Tumor sebagai sel yang abnormal terbentuk pada payudara dengan kecepatan tidak terkontrol dan tidak beraturan. Sel-sel tersebut merupakan hasil mutasi gen dengan perubahan-perubahan bentuk, ukuran maupun fungsinya. Sedangkan, Fibroadenoma mammae terjadi akibat adanya kelebihan estrogen. Ukurannya akan meningkat pada saat menstruasi atau pada saat hamil karena produksi hormon estrogen meningkat.

Namun menurut dr Arman, penyebab terjadinya Fibroadenoma mammae ini belum bisa dipastikan. Bisa saja karena pola makan yang kurang sehat, bisa juga karena menikah muda. Tidak memberi ASI pada anak juga menjadi penyebab utama tumbuhnya tumor.

Wanita lebih rentan terkena FAM dibandingkan laki-laki yang memiliki keseimbangan hormon estrogen. Hormon estrogen pada wanita tidak seimbang sehingga mengakibatkan terjadinya menopause. Selain itu, ada pula bahan-bahan kimia yang diduga memicu timbulnya jenis tumor ini. Senyawa kimia seperti aflatixin B1, ethionine, saccarin, asbestos, nikel, chrom, arsen, arang, tarr asap rokok, dan oral kontrasepsi. Faktor fisik juga disinyalir menyebabkan timbulnya tumor. Penyebab terakhir adalah kelemahan genetis sel-sel tubuh sehingga memudahkan munculnya tumor.

Pengobatannya adalah dengan mengangkat tumor yang ada di payudara. "Biasanya tumor jinak jumlahnya lebih dari satu dan bisa disembuhkan dengan cara mengangkatnya secara langsung," ungkapnya.

Setelah pembedahan, kebanyakan wanita menerima pengobatan tambahan untuk mengurangi peluang tumbuhnya sel-sel tumor yang baru. Jenis pengobatan yang mengangkat tumor cukup variatif, antara lain kemoterapi, terapi radiasi, terapi hormon, dan terapi biologik. Karena itu, penting adanya diskusi tentang jenis pengobatan dan jenis tumor dengan dokter spesialis.

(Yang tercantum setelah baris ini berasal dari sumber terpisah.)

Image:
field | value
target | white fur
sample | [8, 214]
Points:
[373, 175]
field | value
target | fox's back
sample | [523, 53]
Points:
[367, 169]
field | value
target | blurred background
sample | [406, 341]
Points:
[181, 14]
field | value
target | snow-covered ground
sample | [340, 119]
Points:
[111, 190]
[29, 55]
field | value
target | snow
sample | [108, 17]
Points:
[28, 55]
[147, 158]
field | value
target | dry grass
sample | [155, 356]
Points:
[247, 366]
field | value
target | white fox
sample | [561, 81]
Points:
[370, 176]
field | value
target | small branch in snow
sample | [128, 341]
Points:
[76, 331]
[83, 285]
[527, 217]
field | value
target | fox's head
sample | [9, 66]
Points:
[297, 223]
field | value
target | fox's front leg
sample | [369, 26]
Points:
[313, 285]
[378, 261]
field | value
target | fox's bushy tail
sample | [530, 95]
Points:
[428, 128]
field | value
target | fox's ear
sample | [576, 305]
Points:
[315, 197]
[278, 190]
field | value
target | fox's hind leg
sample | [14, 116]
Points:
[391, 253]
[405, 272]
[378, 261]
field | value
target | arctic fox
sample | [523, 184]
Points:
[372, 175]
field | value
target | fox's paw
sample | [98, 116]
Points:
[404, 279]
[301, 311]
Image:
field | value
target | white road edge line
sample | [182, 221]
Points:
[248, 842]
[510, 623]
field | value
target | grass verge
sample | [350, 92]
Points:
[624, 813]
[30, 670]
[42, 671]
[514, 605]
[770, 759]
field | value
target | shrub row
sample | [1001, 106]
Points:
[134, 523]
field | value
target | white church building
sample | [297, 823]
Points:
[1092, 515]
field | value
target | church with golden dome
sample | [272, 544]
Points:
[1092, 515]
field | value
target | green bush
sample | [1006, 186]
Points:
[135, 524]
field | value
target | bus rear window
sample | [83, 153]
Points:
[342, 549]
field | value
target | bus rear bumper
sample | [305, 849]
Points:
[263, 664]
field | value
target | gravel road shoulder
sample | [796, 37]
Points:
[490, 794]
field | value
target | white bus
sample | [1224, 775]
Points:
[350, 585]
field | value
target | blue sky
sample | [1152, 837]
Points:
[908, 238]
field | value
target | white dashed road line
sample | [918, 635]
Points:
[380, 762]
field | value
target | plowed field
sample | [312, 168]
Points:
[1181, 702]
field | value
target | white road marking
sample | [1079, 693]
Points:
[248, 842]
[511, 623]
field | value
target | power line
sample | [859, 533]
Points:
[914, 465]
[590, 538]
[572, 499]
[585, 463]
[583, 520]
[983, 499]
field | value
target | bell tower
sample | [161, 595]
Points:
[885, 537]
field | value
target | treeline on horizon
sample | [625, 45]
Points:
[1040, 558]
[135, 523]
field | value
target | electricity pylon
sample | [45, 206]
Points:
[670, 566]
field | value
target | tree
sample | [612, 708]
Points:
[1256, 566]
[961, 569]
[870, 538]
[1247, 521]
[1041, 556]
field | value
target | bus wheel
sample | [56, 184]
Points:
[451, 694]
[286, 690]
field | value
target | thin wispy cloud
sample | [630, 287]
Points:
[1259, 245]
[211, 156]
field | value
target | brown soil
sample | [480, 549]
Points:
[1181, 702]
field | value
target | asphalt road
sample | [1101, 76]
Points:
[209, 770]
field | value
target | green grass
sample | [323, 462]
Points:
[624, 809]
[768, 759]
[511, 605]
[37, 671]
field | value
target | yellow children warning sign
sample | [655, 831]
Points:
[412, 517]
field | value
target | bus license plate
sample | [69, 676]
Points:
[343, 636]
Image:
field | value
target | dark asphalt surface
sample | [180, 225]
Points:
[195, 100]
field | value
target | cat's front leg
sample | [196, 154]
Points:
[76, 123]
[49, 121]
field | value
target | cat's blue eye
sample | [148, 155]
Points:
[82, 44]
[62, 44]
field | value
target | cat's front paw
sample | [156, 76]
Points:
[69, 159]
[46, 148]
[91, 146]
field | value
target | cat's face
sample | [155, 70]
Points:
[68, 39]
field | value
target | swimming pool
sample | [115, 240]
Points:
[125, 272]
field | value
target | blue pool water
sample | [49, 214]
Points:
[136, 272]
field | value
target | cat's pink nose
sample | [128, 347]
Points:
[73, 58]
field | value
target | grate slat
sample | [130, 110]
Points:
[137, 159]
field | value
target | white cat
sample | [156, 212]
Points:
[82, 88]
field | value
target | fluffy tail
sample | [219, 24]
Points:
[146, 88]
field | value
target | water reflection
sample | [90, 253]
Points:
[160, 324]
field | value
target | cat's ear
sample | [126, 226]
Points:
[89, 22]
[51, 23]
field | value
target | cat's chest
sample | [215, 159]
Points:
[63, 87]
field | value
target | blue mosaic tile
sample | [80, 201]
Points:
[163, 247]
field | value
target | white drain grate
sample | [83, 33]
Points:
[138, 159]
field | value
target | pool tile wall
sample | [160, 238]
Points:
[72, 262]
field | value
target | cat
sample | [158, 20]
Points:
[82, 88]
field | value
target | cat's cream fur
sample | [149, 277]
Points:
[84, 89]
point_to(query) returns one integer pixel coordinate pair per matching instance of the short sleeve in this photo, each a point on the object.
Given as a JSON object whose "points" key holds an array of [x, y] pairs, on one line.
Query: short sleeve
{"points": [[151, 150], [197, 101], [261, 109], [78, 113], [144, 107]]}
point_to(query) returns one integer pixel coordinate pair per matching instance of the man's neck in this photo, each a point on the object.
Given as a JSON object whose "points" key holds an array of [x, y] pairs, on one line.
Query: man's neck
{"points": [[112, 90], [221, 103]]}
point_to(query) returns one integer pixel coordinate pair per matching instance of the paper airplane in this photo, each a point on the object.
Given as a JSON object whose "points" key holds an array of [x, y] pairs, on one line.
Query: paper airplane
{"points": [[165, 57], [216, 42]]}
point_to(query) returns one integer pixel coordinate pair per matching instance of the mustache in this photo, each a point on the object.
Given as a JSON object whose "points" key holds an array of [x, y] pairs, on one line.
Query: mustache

"Ini akan menenangkan pikiran pasien dan membantunya melawan tumor dan kanker payudara," katanya.

Selain pengobatan medis, ada juga pengobatan alternatif. Namun, bagi dr Arman, cara itu belum bisa dikatakan sebagai pengobatan karena tidak akan diketahui secara pasti penyakit yang diderita si pasien.

"Kalau di China, mungkin hal seperti itu bisa dilakukan. Tapi di Indonesia rasanya belum," ungkapnya.